No doubt there are plenty of Women’s Studies professors in the US who would enthusiastically embrace such a proposal. Fortunately, they would be considered lunatics and pariahs. But not so in Sweden:

So long as the “man tax” and business-board quotas were the issue, Schyman’s promise to “break down the patriarchal order of power” through FI (the Feminist Initiative) enjoyed wide support. Early polling showed that five percent of the public would “definitely” vote for FI, and an amazing 20-25 percent said they would at least consider supporting FI. Numbers like that could easily have brought business-board quotas, a man-tax, and many other feminist proposals into law.

Predictably, the radicals wanted more. They wanted to change Sweden’s rape laws to produce more rape convictions. They wanted to force wage equality between jobs in which the workers are predominantly men or women. They wanted to force men to take paternity leave, on the assumption that this would make them do more household work—or push the children into state-run day care. They actually won an entitlement to lesbian couples for state-funded insemination, with the clear possibility that a child could have three parents. And the Miss Sweden pageant was canceled for the first time since 1952.

Then the mask slipped. Last summer saw the broadcast of a television documentary titled “The Gender War,” which showed just how bizarre the militant feminists really were. The most politically important segment featured Ireen von Wachenfeldt, chair of the government’s women’s shelters—the same shelters that FI had already proposed to fund with a special tax on men. Ms. von Wachenfeldt’s government agency had printed (and presumably distributed) excerpts from the SCUM Manifesto, which in its first sentence calls on “civic-minded, responsible, thrill-seeking females . . . [to] destroy the male sex.” From Kurtz’s article:

SCUM goes on to say: “To call a man an animal is to flatter him: he’s a machine, a walking dildo.” Asked by the film-maker if she agreed, Von Wachenfeldt said, “Yes, man is an animal. Don’t you think so?”

This produced a fierce political backlash against the Feminist Initiative, but the radicals were slow to learn their lesson. After a bitter power struggle at its September 2005 convention, the group purged its “moderates” (by their standards) and went even further left: It elected as its leader a feminist professor known for calling women who sleep with men “traitors to their gender.” And the group emerged from its conference with a proposal to abolish marriage and replace it with domestic partnerships.
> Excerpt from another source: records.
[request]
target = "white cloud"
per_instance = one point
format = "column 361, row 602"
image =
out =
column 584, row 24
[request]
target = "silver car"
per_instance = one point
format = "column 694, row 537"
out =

The group’s political influence collapsed shortly thereafter, mostly due to the documentary and some excesses at the group’s convention. (A line from one song performed at the convention was: “F***ing man, we’re going to chop you to bits.”) So the other liberal parties in Sweden will likely keep nibbling away at marriage, but its outright abolition isn’t on the political horizon—for now.

The small lesson here is that this is where the liberals in our country want to take us with their various assaults on marriage. And he’s right, of course. The slope really is slippery, and anyone who is paying attention can easily see where it leads.
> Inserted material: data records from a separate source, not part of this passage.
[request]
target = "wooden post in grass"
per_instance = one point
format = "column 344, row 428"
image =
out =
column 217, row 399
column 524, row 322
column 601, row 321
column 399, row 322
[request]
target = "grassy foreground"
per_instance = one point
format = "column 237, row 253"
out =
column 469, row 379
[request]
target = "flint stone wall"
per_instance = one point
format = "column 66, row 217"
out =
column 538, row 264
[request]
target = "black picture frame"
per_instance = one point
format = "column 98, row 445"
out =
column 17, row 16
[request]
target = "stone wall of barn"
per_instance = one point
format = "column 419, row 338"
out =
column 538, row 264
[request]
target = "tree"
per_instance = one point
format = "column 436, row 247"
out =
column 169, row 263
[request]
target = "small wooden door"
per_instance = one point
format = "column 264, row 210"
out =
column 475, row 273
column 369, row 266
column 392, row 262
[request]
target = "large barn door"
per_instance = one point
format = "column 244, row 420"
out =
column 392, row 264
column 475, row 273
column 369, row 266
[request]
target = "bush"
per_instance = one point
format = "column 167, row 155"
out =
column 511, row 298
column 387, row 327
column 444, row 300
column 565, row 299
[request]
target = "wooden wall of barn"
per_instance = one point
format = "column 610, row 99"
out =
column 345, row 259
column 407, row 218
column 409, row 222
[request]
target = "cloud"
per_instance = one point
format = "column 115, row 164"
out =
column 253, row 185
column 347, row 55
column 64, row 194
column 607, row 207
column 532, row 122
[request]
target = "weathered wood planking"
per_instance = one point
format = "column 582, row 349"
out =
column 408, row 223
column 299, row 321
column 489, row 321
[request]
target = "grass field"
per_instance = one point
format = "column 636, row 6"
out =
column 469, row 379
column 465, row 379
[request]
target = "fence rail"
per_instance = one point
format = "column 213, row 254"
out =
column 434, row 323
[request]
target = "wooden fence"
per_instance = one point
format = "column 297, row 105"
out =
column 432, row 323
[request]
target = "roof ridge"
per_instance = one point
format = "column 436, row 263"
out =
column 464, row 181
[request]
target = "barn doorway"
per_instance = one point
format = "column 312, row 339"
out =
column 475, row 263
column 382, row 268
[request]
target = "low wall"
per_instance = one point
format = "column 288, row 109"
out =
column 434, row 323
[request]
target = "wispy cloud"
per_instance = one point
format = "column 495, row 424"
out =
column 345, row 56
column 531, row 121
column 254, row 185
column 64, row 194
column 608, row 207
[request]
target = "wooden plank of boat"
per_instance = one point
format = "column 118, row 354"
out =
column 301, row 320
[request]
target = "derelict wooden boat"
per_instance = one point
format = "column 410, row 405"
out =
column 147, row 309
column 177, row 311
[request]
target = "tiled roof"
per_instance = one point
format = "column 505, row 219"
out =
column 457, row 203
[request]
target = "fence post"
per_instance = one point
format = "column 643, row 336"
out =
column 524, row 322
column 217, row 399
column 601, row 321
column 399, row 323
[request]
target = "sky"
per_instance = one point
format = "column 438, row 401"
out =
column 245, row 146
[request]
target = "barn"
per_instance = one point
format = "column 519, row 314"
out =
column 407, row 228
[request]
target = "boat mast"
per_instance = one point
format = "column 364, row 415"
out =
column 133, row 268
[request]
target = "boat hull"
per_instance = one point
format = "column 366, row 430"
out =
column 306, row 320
The bigger lesson is that radicals of all stripes are never satisfied. Whether they’re radical on gender, the environment, animal rights, race, or Islam, the belief’s content matters less than its structure. They all want to destroy the world as it is to achieve whatever utopia they believe is just around the corner.
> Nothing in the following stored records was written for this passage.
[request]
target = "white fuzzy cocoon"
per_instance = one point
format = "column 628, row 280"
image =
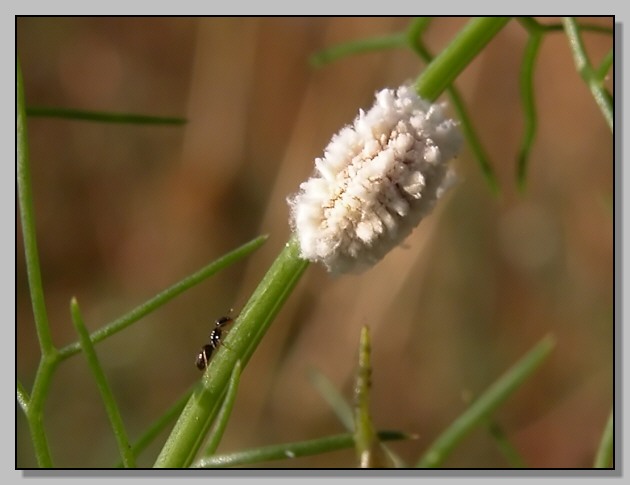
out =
column 376, row 181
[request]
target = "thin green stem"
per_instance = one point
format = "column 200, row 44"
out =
column 589, row 75
column 35, row 417
column 158, row 426
column 290, row 450
column 27, row 216
column 485, row 405
column 339, row 51
column 223, row 416
column 107, row 395
column 468, row 43
column 102, row 117
column 529, row 106
column 605, row 65
column 23, row 397
column 466, row 123
column 605, row 451
column 166, row 295
column 49, row 354
column 249, row 328
column 368, row 449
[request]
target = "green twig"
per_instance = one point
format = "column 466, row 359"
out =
column 23, row 397
column 467, row 127
column 48, row 359
column 27, row 216
column 468, row 43
column 339, row 51
column 529, row 106
column 109, row 401
column 587, row 72
column 604, row 455
column 249, row 328
column 167, row 295
column 158, row 426
column 291, row 450
column 485, row 405
column 223, row 416
column 102, row 117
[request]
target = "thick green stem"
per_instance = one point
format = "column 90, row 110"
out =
column 470, row 41
column 250, row 327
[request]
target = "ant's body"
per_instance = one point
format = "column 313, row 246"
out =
column 203, row 358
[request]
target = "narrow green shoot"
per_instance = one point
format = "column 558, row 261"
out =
column 158, row 426
column 468, row 43
column 360, row 46
column 480, row 410
column 591, row 76
column 248, row 330
column 365, row 438
column 214, row 437
column 290, row 450
column 466, row 124
column 27, row 217
column 102, row 117
column 529, row 105
column 109, row 401
column 22, row 397
column 605, row 451
column 167, row 295
column 48, row 351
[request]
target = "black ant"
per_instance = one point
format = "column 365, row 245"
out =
column 203, row 357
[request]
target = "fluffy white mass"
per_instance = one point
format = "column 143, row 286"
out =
column 376, row 181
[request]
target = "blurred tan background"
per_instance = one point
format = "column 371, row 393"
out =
column 124, row 211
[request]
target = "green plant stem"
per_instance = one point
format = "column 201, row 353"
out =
column 109, row 401
column 224, row 413
column 468, row 43
column 589, row 75
column 249, row 328
column 166, row 295
column 291, row 450
column 486, row 404
column 158, row 426
column 365, row 439
column 48, row 359
column 101, row 117
column 604, row 455
column 474, row 142
column 185, row 439
column 27, row 216
column 336, row 52
column 23, row 397
column 529, row 106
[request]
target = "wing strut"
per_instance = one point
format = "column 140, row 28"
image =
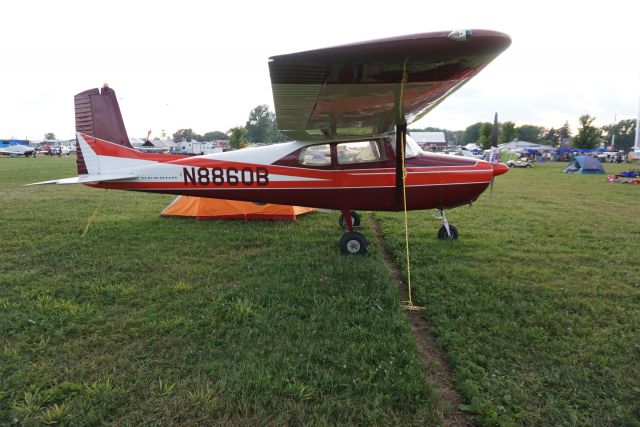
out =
column 401, row 137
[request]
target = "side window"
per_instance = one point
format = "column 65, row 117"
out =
column 360, row 152
column 316, row 155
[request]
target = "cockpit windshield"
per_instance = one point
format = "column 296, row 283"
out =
column 412, row 149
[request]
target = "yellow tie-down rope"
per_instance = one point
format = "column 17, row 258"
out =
column 407, row 305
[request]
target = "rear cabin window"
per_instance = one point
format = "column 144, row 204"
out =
column 360, row 152
column 316, row 155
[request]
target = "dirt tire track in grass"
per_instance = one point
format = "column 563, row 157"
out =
column 442, row 376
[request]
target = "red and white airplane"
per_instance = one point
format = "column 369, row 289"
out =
column 347, row 107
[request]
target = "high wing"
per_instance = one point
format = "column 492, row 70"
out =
column 17, row 150
column 368, row 88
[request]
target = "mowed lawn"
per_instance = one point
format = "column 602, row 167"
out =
column 537, row 305
column 155, row 321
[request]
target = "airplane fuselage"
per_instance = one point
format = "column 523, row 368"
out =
column 356, row 175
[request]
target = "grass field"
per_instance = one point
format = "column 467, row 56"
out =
column 156, row 321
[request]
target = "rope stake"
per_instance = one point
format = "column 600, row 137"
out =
column 93, row 215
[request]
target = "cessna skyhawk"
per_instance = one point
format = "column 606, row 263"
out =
column 347, row 109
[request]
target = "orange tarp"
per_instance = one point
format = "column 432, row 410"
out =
column 210, row 209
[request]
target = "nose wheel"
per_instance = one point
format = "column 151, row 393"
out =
column 355, row 219
column 352, row 242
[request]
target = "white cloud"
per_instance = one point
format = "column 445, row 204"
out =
column 204, row 65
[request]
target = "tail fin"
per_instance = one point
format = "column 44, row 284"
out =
column 98, row 115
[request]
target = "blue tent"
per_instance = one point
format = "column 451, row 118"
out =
column 584, row 164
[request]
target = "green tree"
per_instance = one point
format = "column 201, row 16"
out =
column 215, row 136
column 484, row 141
column 260, row 126
column 565, row 130
column 588, row 136
column 507, row 132
column 237, row 137
column 552, row 137
column 530, row 133
column 184, row 135
column 625, row 133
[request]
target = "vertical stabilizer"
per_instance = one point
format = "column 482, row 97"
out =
column 98, row 115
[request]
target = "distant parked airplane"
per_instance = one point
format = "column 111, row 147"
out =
column 16, row 150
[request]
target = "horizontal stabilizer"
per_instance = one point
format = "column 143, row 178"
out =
column 83, row 179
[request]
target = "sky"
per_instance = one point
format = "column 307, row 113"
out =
column 203, row 65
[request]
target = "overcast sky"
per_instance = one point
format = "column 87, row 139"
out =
column 203, row 65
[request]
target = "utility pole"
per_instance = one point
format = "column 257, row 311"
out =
column 613, row 133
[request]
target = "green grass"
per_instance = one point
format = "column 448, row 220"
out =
column 157, row 321
column 537, row 305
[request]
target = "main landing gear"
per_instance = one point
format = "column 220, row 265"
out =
column 352, row 242
column 447, row 231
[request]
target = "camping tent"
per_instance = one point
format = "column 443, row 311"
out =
column 211, row 209
column 584, row 164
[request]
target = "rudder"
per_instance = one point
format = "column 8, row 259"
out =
column 98, row 115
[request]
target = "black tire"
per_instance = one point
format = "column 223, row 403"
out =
column 355, row 218
column 353, row 243
column 442, row 233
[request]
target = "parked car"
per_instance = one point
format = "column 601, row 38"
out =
column 519, row 164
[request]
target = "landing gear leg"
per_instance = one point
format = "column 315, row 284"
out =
column 355, row 219
column 447, row 231
column 352, row 242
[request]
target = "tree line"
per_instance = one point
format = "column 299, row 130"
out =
column 260, row 128
column 588, row 135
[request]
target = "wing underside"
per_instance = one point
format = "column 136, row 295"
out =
column 367, row 88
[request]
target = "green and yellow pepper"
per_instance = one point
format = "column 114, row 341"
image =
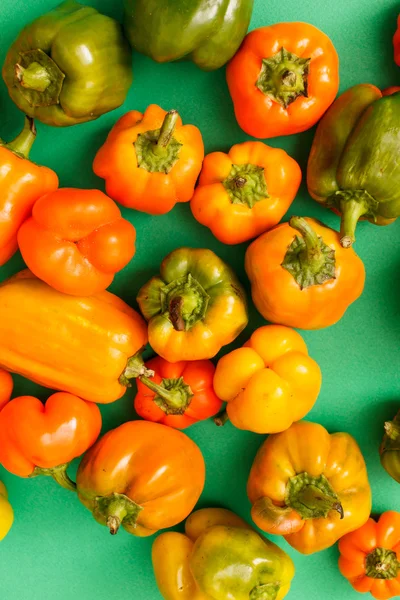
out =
column 6, row 512
column 194, row 307
column 220, row 557
column 208, row 33
column 353, row 166
column 390, row 448
column 69, row 66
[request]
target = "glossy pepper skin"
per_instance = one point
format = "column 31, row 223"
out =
column 42, row 439
column 76, row 240
column 209, row 561
column 301, row 276
column 6, row 388
column 390, row 448
column 194, row 307
column 206, row 33
column 178, row 394
column 309, row 486
column 22, row 182
column 245, row 192
column 270, row 382
column 353, row 165
column 92, row 337
column 283, row 79
column 69, row 66
column 150, row 161
column 370, row 557
column 143, row 476
column 396, row 43
column 6, row 512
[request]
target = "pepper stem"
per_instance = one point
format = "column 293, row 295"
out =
column 382, row 563
column 267, row 591
column 308, row 259
column 312, row 497
column 221, row 419
column 115, row 509
column 173, row 396
column 59, row 474
column 352, row 211
column 23, row 143
column 392, row 429
column 33, row 77
column 135, row 368
column 166, row 131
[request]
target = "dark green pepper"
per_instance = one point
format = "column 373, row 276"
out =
column 208, row 33
column 69, row 66
column 353, row 166
column 390, row 448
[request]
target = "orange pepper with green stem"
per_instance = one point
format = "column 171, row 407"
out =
column 396, row 43
column 269, row 383
column 42, row 439
column 309, row 486
column 6, row 387
column 76, row 240
column 150, row 161
column 305, row 281
column 245, row 192
column 177, row 394
column 283, row 79
column 141, row 476
column 370, row 557
column 22, row 182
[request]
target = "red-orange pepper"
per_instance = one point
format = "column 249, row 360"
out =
column 6, row 387
column 370, row 557
column 396, row 43
column 76, row 240
column 22, row 182
column 37, row 439
column 178, row 394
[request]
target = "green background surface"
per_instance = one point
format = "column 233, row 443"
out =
column 55, row 548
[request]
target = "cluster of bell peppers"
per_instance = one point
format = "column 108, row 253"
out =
column 305, row 484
And there’s one bit of comfort: This story from Sweden is a reminder that the radicals do nearly as much damage to each other as they do to the rest of us. Of course, throwing people out of a political party is trivial compared Stalin’s purges, but the impulse and social dynamics are the same. The radicals always ultimately destroy themselves, but they cause an awful lot of misery in the meantime.